[First of a five-part Series.]
Andrew Ho teaches his students a mantra,"Measurement must be qualitative, then quantitative, then qualitative again" (Ho, 2024). The idea is that educational measurement begins with qualitative work (i.e., theory, construct definition, instrumentation), becomes quantitative in the middle, and must return to qualitative at the end (i.e., communicating, interpreting, using results in context). He is challenging his students to understand that though his course is about applied statistics, that the statistical work is situated amongst serious qualitative work.
Obviously, he is right. Obviously, right? I mean…isn’t that obvious?

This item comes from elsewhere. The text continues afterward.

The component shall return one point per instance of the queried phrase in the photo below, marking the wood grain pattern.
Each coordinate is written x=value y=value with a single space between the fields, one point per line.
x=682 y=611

Educational measurement is not physics or chemistry. It is not some investigation of a natural world that exists independently of human beings and their agreements. Rather, it is a deeply collaborative, deeply social enterprise. Teams composed of people with very different kinds of expertise work together to define constructs, build instruments, gather evidence, interpret results, and communicate findings to audiences who will use them to make consequential decisions. At the roughest level, the work is first qualitative, then quantitative, and then qualitative again. (And within each of those three phases, it breaks down further.)
This is not new ground. The field's own recent Foundational Competencies in Educational Measurement says explicitly that "educational measurement is a collaborative endeavor that requires people with varied skill sets to work together to design, develop, administer, and evaluate instruments that satisfy specific uses" (Ackerman et al., 2024, p. 9). We made a related argument in our commentary on the FCEM that genuine collaboration requires not just communication skills but foundational dispositions—respect for colleagues who bring different expertise and lenses, and genuine listening—that the document itself omitted (Wine & Hoffman, 2024).
That omission was not malicious. The task force was composed of thoughtful people who believe in the collaborative and qualitative dimensions of this work. And yet they reproduced, in a document explicitly designed to be broader than psychometrics, much of the narrowness they were trying to correct. That is not a criticism of individuals. It is an observation about how disciplinary training works: the lens your field gives you shapes what you can see—including what you can see about your own assumptions.
That gap—between acknowledging that qualitative work matters and actually treating it as having equal standing—is what this blog series is about.
To understand the gap, two things need to be clear: what an epistemology is, and what a discipline is. I will keep this brief, because these are not the interesting parts. They are the necessary setup.
We are often trained in disciplines. Taught a set of tools. More importantly, we are given a set of lenses to direct our attention to some things and away from others. We are taught the types of questions we are supposed to ask, and what to do to answer them. This includes ideals of what counts as evidence, and what rigor looks like.
Therefore, different disciplines can look at the same topic and respond entirely differently. Consider the prosaic topic of a supermarket. It could be the topic of an architectural study. An economist might take a shot. Or a nutritionist. A labor relations specialist. A graphic designer. A psychologist. A sociologist. An urban planner. Or someone else. The same topic, but each discipline notices different things, asks different questions and produces different findings. None of them is wrong to use their lens. The supermarket is genuinely all of those things at once—and no single discipline captures it whole. To really understand supermarkets, you need many disciplines. And for these experts to work together—instead of simply ignoring each other in parallel—they must do something very difficult. They must not just acknowledge that each other exist, but actually respect the deep validity of each other's approaches.
That difficulty runs deeper than it first appears. Underneath each discipline's tools and lenses lies something more foundational: an epistemology—a set of assumptions about the nature of knowledge, truth and how it is arrived at. Epistemologies are not the same as disciplines. A single epistemological tradition can underlie many disciplines. For example the different natural sciences share a common epistemology. Economics may be quantitative, but it does not exist in the same epistemology as the natural sciences. Disciplines’ ideals of rigor are based in their epistemologies, as are their ideals of evidence and reasoning. A collaborative multi-disciplinary field like educational measurement draws on more than one. The result is that practitioners trained in different disciplines but sharing an epistemological tradition can, with effort and goodwill, recognize each other's rigor—even when the specific methods look quite different. Across epistemological traditions, that recognition is much harder. The other person's rigor does not just look different. It often does not register as rigor at all.
And here is the crucial point. Neither disciplines nor epistemologies can transcend themselves—that is structural, not a failing. But people are not their disciplines. People can recognize that their framework is their framework and mighty useful without being blinded to the valid existence of others—even those grounded in different epistemologies. That is, they can recognize that other legitimate ones exist and that the rigor their discipline cannot see is real nonetheless.
In fact, they must. If not, Andrew Ho’s insistence that educational measurement is first qualitative, then quantitative and finally qualitative again is just words—and we know that some epistemologies do not value words.